Inspired by Le-LWTNet proposal [4], successfully implementing a Lifting wavelet transform approach for feature extraction, and the successful performance of classic MFCCs for the same task [5], we propose to combine these ideas with the filtering approaches presented in [3] and [2] in order to build a new general frontend for audio processing chains that can be used on resource restricted environments.
License is contained in LICENSE file, available in the root of this repository.
- Checkout submodules:
git submodule update --init --recursive
- Setup and activate the python environment
Hint: use pyenv to manage Python versions.
Run
pyenv local 3.10
before running the next lines. Follow instructions here https://github.com/pyenv/pyenv to set up your shell (zsh, bash).

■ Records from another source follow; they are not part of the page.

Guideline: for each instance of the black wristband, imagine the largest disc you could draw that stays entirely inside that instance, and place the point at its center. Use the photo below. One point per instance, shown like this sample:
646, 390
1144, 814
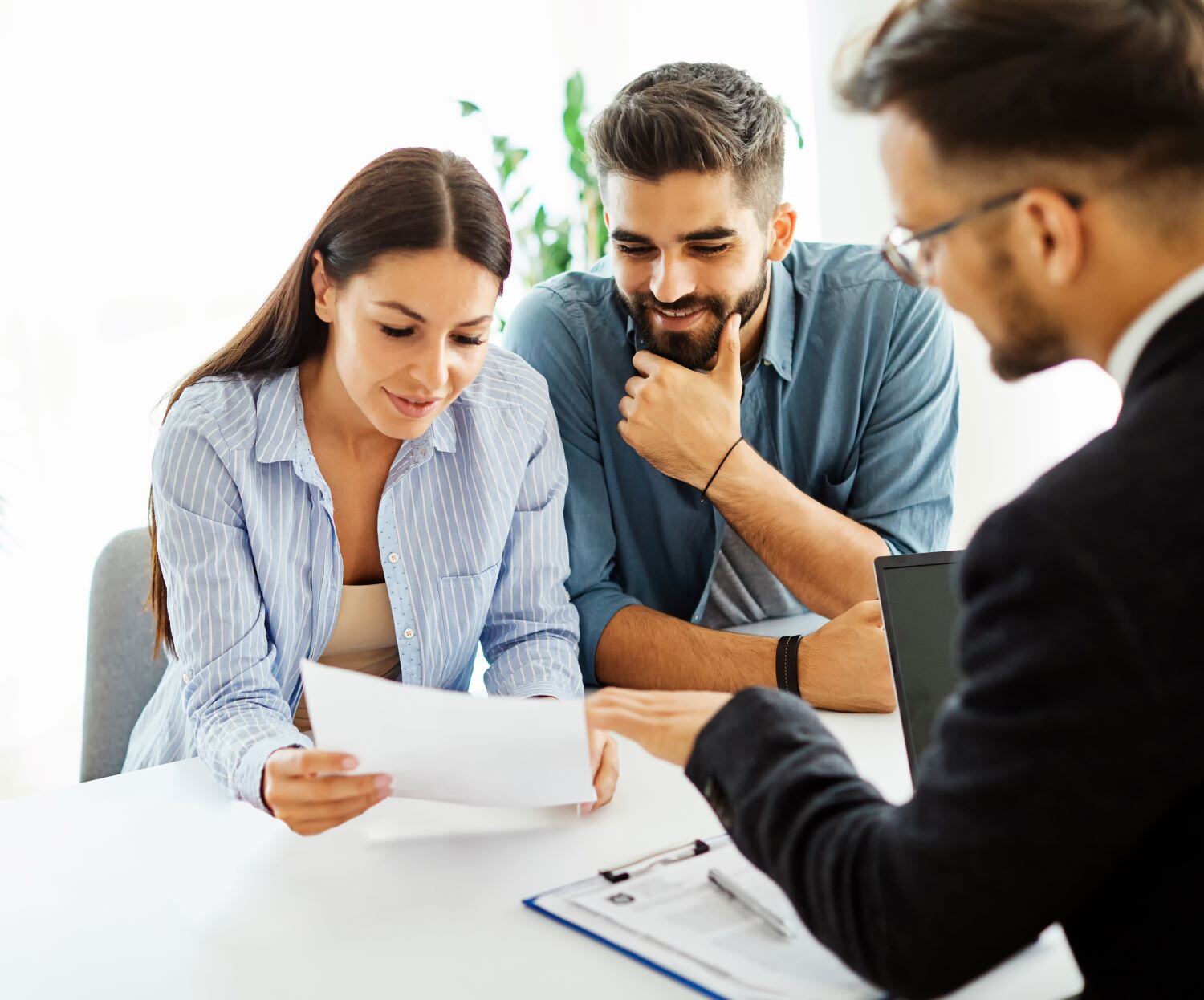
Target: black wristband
729, 455
787, 663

FWICU torch version depends on the CUDA version, which you can figure out by calling nvidia-smi
.
In our case, current machines run CUDA 11.8, this means that you should install torch compiled for that version, this way:
python -m pip install torch==2.1.0+cu118 torchvision==0.16.0+cu118 torchaudio==2.1.0+cu118 --extra-index-url https://download.pytorch.org/whl/cu118 --no-cache-dir
(unclear to me how to generate requirements.txt
from requirements.in
so that it calls the right torch version...)
The proper way:
pip-compile -o requirements.txt requirements.in
or
python -m piptools compile requirements.in
From [1]:
Now that you have a requirements.txt, you can use pip-sync to update your virtual environment to reflect exactly what's in there. pip-sync is meant to be used only with a requirements.txt generated by pip-compile
Do:
pip-sync requirements.txt
To run a training:
python wavefront/wavefront_main.py -c wavefront/config_model_dataset.yaml
for example:
python wavefront/wavefront_main.py -c wavefront/config_MFCCNet_ESC50.yaml
To log and look at the progress, type in the bash:
tensorboard --bind_all --logdir lightning_logs
NOTE: To train on TIMIT we have preprocessed the dataset as proposed in [2].
[1] https://pypi.org/project/pip-tools/
[2] Mirco Ravanelli and Yoshua Bengio. Speaker recognition from raw waveform with
SincNet. In 2018 IEEE Spoken Language Technology Workshop (SLT), pages 1021–
1028, 2018. https://github.com/mravanelli/SincNet
[3] Neil Zeghidour, Olivier Teboul, Félix de Chaumont Quitry, and Marco Tagliasacchi.
Leaf: A learnable frontend for audio classification, 2021.
[4] Junchao Fan, Shizhan Tang, Han Duan, Xiuli Bi, Bin Xiao, Weisheng Li, and Xinbo
Gao. Le-LWTnet: A learnable lifting wavelet convolutional neural network for heart
sound abnormality detection. IEEE Transactions on Instrumentation and Measurement, 72:1–14, 2023.
[5] Vibha Tiwari. Mfcc and its applications in speaker recognition. International journal
on emerging technologies, 1(1):19–22, 2010.